How to set up RabbitMQ high availability with PCS

RabbitMQ outages tend to show up as stuck jobs, stalled notifications, and microservices waiting for a message that never arrives. A Pacemaker-managed floating IP keeps a single broker endpoint reachable during node failures, limiting downtime to the time it takes to relocate the VIP and start RabbitMQ.

The pcs CLI configures Pacemaker resources for an IPaddr2 virtual IP and the rabbitmq-server.service systemd unit. A resource group applies ordering and colocation so the VIP comes up first, the broker follows, and both move together during failover.

This pattern is active/passive: client connections reset during failover, so applications need reconnect logic and reasonable timeouts. Message safety depends on durable queues, persistent messages, and broker state being available on the failover node (for example via a replicated /var/lib/rabbitmq data directory); otherwise failover can be fast and empty-handed. Plan a maintenance window for the cutover and validate the move behavior with a controlled test before production traffic depends on the VIP.

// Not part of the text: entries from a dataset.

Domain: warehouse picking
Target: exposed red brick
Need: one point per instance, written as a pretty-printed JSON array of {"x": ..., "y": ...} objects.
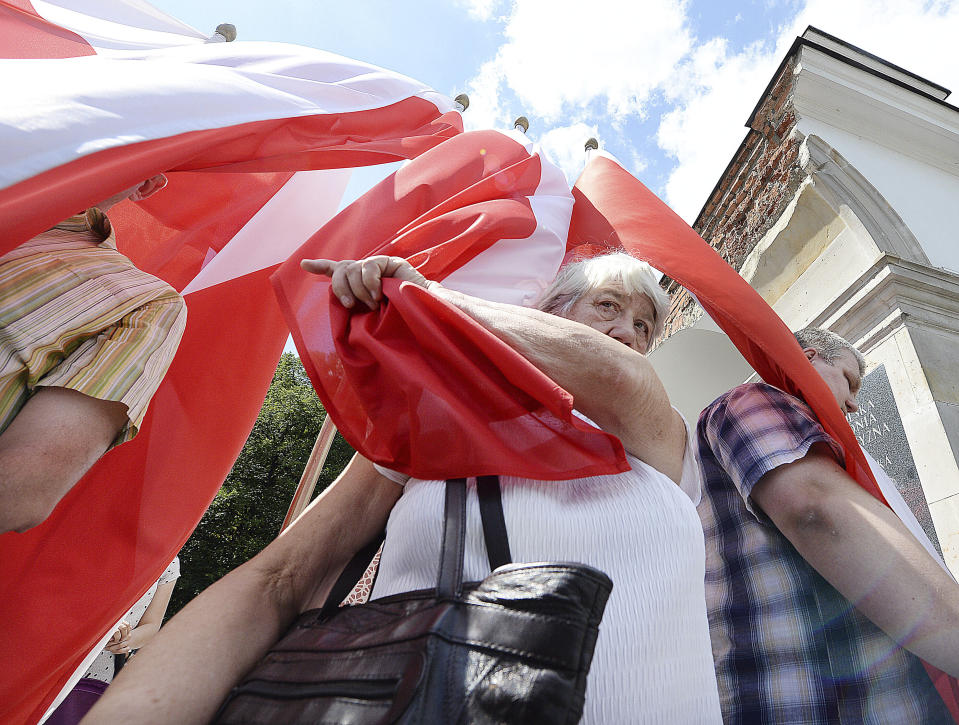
[{"x": 761, "y": 179}]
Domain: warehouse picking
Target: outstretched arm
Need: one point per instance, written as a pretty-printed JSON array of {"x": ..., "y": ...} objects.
[
  {"x": 612, "y": 384},
  {"x": 187, "y": 669},
  {"x": 861, "y": 547}
]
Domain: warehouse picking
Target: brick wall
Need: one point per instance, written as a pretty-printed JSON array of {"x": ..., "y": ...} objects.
[{"x": 759, "y": 182}]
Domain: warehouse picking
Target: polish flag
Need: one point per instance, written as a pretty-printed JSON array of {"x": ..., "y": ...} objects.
[
  {"x": 257, "y": 140},
  {"x": 614, "y": 210},
  {"x": 416, "y": 385}
]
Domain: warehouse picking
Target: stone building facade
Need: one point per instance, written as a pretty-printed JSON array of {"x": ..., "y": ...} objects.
[{"x": 841, "y": 208}]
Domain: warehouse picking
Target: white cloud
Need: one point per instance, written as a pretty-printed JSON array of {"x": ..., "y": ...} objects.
[
  {"x": 560, "y": 55},
  {"x": 480, "y": 10},
  {"x": 718, "y": 90},
  {"x": 715, "y": 90},
  {"x": 565, "y": 147}
]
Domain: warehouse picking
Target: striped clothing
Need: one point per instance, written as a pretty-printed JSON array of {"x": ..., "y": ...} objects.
[
  {"x": 788, "y": 647},
  {"x": 75, "y": 313}
]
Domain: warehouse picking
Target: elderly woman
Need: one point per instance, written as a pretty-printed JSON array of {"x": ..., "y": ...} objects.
[{"x": 652, "y": 662}]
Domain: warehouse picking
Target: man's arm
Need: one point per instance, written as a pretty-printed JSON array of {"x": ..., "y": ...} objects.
[
  {"x": 613, "y": 385},
  {"x": 186, "y": 670},
  {"x": 51, "y": 443},
  {"x": 861, "y": 547}
]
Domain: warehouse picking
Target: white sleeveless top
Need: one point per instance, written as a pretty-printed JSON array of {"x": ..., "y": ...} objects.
[{"x": 653, "y": 661}]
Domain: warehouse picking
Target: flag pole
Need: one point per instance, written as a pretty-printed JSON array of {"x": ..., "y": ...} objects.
[{"x": 311, "y": 472}]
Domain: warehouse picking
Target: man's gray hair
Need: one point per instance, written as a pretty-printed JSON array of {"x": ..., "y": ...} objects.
[
  {"x": 580, "y": 277},
  {"x": 829, "y": 345}
]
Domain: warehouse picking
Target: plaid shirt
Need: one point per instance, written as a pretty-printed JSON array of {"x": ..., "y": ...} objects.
[{"x": 788, "y": 647}]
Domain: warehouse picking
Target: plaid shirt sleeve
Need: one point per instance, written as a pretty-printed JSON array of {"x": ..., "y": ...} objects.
[{"x": 756, "y": 428}]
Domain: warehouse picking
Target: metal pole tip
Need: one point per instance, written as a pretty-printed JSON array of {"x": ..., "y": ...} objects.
[{"x": 227, "y": 30}]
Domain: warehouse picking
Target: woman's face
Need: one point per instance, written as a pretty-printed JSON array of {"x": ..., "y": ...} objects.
[{"x": 612, "y": 311}]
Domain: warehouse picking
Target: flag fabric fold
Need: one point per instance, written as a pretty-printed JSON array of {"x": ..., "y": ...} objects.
[
  {"x": 416, "y": 385},
  {"x": 257, "y": 140},
  {"x": 613, "y": 210}
]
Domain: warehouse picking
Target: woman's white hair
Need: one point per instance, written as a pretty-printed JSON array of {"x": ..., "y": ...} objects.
[{"x": 579, "y": 277}]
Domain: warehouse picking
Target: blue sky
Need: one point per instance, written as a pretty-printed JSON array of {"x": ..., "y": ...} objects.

Steps to set up RabbitMQ high availability with PCS:

Confirm the cluster reports quorum.

$ sudo pcs status
Cluster name: clustername
Cluster Summary:
  * Stack: corosync (Pacemaker is running)
  * Current DC: node-01 (version 2.1.6-6fdc9deea29) - partition with quorum
  * 3 nodes configured
  * 0 resource instances configured
##### snipped #####

Confirm the RabbitMQ systemd unit exists on every node.

$ systemctl list-unit-files --type=service | grep -E '^rabbitmq-server\.service'
rabbitmq-server.service                      enabled         enabled

The unit name must match the value used in the systemd:rabbitmq-server resource.

Disable automatic startup of RabbitMQ outside Pacemaker on all cluster nodes.

$ sudo systemctl disable --now rabbitmq-server
Synchronizing state of rabbitmq-server.service with SysV service script with /usr/lib/systemd/systemd-sysv-install.
Executing: /usr/lib/systemd/systemd-sysv-install disable rabbitmq-server
Removed "/etc/systemd/system/multi-user.target.wants/rabbitmq-server.service".
##### snipped #####

Existing broker connections drop when the service stops.

Create a floating IP resource for the broker endpoint.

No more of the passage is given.